Effect of C26 on tumor growth and metastasis. Athymic mice were inoculated with MDA-MB-435 cells, and the tumors were allowed to grow to approximately 40 mm³. The mice were then randomized to control versus C26 treatment. Mice were dosed orally with vehicle or C26 (0.25 mg/kg/day) for 30 days. A, 14,15-DHET levels in the urine of nude mice during treatment with C26 or vehicle control (n = 6). B, 20-HETE levels in the urine of nude mice during treatment with C26 or vehicle control. 14,15-DHET and 20-HETE were detected by ELISA according to the manufacturer's instructions (n = 6). C, tumor volume as measured weekly in control and C26-treated mice. Tumor volume was monitored by digital caliper on a weekly basis and calculated as length × width² × π/6 (n = 6).
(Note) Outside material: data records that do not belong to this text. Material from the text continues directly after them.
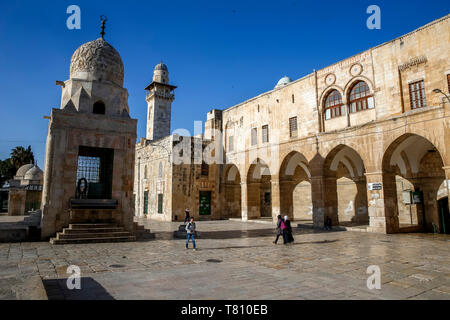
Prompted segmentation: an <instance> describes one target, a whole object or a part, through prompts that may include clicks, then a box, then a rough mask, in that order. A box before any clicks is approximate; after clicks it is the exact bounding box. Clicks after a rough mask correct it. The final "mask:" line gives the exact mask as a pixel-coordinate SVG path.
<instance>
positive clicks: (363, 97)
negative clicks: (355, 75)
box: [349, 81, 374, 113]
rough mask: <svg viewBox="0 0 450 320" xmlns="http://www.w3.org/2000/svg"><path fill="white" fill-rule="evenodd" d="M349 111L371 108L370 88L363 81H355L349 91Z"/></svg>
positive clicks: (362, 109)
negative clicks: (349, 95)
mask: <svg viewBox="0 0 450 320" xmlns="http://www.w3.org/2000/svg"><path fill="white" fill-rule="evenodd" d="M349 103H350V112H352V113H355V112H358V111H362V110H367V109H372V108H373V107H374V105H373V97H372V96H371V95H370V89H369V86H368V85H367V83H365V82H364V81H359V82H357V83H356V84H355V85H354V86H353V88H352V90H351V91H350V97H349Z"/></svg>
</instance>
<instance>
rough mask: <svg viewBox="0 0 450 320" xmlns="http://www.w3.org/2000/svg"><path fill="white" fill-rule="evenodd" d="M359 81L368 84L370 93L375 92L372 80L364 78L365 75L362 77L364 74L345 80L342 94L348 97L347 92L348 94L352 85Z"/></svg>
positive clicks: (349, 91)
mask: <svg viewBox="0 0 450 320" xmlns="http://www.w3.org/2000/svg"><path fill="white" fill-rule="evenodd" d="M360 81H364V82H365V83H366V84H367V85H368V86H369V89H370V94H372V95H373V94H375V90H374V88H375V86H374V85H373V83H372V81H371V80H370V79H369V78H366V77H364V76H361V75H359V76H357V77H354V78H352V79H351V80H350V81H349V82H347V84H346V85H345V86H344V89H343V92H344V94H345V97H347V99H348V96H349V94H350V90H351V89H352V88H353V86H354V85H355V84H356V83H358V82H360Z"/></svg>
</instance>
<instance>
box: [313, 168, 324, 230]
mask: <svg viewBox="0 0 450 320" xmlns="http://www.w3.org/2000/svg"><path fill="white" fill-rule="evenodd" d="M324 193H325V192H324V183H323V177H322V176H311V200H312V205H313V224H314V227H315V228H323V226H324V222H325V199H324Z"/></svg>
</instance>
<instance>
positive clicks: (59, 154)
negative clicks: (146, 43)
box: [41, 36, 137, 238]
mask: <svg viewBox="0 0 450 320" xmlns="http://www.w3.org/2000/svg"><path fill="white" fill-rule="evenodd" d="M123 79H124V66H123V62H122V59H121V57H120V55H119V53H118V52H117V51H116V50H115V49H114V48H113V47H112V46H111V45H110V44H109V43H108V42H106V41H105V40H104V39H103V36H102V38H98V39H96V40H93V41H90V42H87V43H85V44H83V45H81V46H80V47H79V48H78V49H77V50H76V51H75V52H74V54H73V56H72V59H71V63H70V79H68V80H66V81H64V82H62V81H57V84H59V85H61V87H62V98H61V108H60V109H52V111H51V116H50V120H49V128H48V135H47V145H46V154H45V156H46V159H45V170H44V172H45V174H44V187H43V191H42V193H43V194H42V228H41V229H42V230H41V233H42V238H48V237H50V236H52V235H54V234H55V233H56V232H60V231H62V229H63V228H66V227H68V226H69V224H73V223H86V222H89V223H98V222H108V223H109V222H112V223H114V225H117V226H120V227H123V228H124V229H125V230H126V231H127V232H129V233H131V234H134V232H135V225H134V223H133V216H134V206H133V180H134V160H135V159H134V155H135V144H136V126H137V120H135V119H131V118H130V115H129V107H128V91H127V90H126V89H125V88H124V87H123Z"/></svg>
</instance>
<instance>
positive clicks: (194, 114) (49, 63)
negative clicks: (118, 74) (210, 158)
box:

D, tumor and body weight of mice 30 days after randomization into control and C26 treatment groups (n = 6). E, cumulative survival curve of control and C26-treated mice (n = 10). F, average volume of lung metastases for each group (n = 6). Results shown are mean ± S.E. (n = 6); *, p < 0.05 versus control.

Fig. 6.

Effect of C26 treatment on cell signaling pathways. MDA-MB-435 cells were treated with 200 nM EET and/or 10 μM C26 for 24 h and then analyzed for protein expression and phosphorylation. A, decreased phosphorylation of the EGFR in MDA-MB-435 cells after C26 treatment is rescued by EETs. B, decreased PI3 kinase protein expression in MDA-MB-435 cells after C26 treatment is rescued by EETs. C, decreased phosphorylation of the Akt in MDA-MB-435 cells after C26 treatment is rescued by EETs. D, effects of EET and C26 treatments on apoptosis-related proteins in MDA-MB-435 cells. E, effects of EET and C26 treatments on metastasis-related proteins in MDA-MB-435 cells.